A 17 year old MIT hopeful did something creative with her acceptance letter - launched it in to space.
Written by Charlie Osborne, Contributing Writer

17 year-old Erin King, recently accepted into Massachusetts Institute of Technology, launched her MIT admissions letter 91,000 feet in to space and recorded its journey.

As part of the "Hack the Tubes" project ran by MIT Admissions, soon-to-be students are asked to think of creative things to do with their admissions letters -- which are delivered in a cardboard tube to hopeful candidates.

King used two GPS ham radio transmitters (APRS), a helium-filled weather balloon, and a GoPro Hero camera as part of her 'Amateur Radio High-Altitude Ballooning project', as well as making custom antennas for the radios.

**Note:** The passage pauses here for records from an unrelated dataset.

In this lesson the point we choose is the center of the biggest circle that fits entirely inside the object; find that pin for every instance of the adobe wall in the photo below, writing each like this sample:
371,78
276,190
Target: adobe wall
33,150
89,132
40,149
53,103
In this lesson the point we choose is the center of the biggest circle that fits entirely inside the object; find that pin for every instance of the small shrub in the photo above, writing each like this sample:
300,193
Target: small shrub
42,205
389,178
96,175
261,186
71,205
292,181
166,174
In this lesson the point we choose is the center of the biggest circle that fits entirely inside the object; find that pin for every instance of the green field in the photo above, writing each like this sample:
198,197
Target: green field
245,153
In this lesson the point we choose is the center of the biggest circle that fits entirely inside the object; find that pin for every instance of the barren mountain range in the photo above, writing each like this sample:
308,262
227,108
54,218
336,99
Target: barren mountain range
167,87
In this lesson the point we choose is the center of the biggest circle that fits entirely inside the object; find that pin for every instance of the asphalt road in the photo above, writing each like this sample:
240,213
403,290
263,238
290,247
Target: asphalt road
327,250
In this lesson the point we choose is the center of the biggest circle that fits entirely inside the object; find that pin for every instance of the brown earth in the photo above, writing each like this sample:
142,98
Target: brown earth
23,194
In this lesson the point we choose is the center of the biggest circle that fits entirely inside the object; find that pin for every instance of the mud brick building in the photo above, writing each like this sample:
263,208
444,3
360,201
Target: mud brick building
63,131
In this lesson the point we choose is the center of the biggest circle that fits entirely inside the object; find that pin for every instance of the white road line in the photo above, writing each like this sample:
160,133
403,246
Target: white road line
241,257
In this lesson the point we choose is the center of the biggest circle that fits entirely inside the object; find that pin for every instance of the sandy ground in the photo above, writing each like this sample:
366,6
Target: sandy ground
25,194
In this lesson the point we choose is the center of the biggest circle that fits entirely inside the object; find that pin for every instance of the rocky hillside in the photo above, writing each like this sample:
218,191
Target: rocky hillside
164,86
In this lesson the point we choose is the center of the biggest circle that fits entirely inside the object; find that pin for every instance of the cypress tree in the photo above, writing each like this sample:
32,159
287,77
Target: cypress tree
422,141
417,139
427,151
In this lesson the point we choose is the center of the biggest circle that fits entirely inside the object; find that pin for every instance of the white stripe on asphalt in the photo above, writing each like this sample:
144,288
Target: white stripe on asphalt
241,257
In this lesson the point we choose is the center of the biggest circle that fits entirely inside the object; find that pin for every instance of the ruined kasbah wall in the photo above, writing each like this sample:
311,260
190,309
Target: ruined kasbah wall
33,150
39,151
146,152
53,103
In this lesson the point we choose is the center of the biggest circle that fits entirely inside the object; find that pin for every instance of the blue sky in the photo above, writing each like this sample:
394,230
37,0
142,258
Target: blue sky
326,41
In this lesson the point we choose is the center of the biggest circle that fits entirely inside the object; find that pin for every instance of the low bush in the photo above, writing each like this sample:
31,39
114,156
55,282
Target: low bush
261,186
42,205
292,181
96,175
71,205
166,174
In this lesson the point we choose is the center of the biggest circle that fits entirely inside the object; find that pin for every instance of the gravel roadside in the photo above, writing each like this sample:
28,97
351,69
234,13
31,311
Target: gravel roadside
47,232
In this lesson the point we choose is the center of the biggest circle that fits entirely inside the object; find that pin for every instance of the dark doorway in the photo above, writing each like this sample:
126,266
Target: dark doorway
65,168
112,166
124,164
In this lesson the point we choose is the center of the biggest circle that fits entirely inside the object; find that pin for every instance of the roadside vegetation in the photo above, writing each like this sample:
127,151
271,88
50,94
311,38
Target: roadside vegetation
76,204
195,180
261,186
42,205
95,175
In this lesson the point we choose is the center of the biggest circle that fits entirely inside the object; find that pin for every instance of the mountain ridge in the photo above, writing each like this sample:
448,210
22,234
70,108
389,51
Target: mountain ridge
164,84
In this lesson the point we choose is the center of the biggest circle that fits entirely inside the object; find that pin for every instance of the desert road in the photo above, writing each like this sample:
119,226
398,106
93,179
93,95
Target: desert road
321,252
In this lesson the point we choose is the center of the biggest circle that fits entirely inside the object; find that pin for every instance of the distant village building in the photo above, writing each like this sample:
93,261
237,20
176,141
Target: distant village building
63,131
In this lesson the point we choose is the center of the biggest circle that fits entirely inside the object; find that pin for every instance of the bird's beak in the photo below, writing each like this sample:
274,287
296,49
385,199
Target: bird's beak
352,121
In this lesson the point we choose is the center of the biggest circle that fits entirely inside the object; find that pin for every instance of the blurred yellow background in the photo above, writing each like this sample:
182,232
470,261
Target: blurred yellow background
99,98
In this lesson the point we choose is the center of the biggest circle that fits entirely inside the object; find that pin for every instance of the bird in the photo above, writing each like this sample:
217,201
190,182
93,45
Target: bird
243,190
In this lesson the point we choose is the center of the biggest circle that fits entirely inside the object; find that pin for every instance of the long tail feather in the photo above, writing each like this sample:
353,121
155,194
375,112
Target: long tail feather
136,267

The camera mounted to the tube -- 'TubeCam' -- managed to take 960p HD footage to track the journey.

The tube was loaded and launched in Georgia on January 16. The flight lasted approximately 2 hours and managed to attain an altitude of 91,000 feet. The tube landed more than 75 miles away near Cordele, in a small patch of trees surrounded by a cotton field.

The "Hack The Tubes" project has received a number of entries, from digital art to creating stilt shoes, although King's is known as the best entry. Chris Peterson, the institute's counselor for web communications, told website Boing Boing that as 2012 was the anniversary of an old MIT balloon hack, the team "put a letter in all of the Early Action admit tubes telling them we wanted them to hack the tubes somehow."

King will be joining the MIT class of 2016.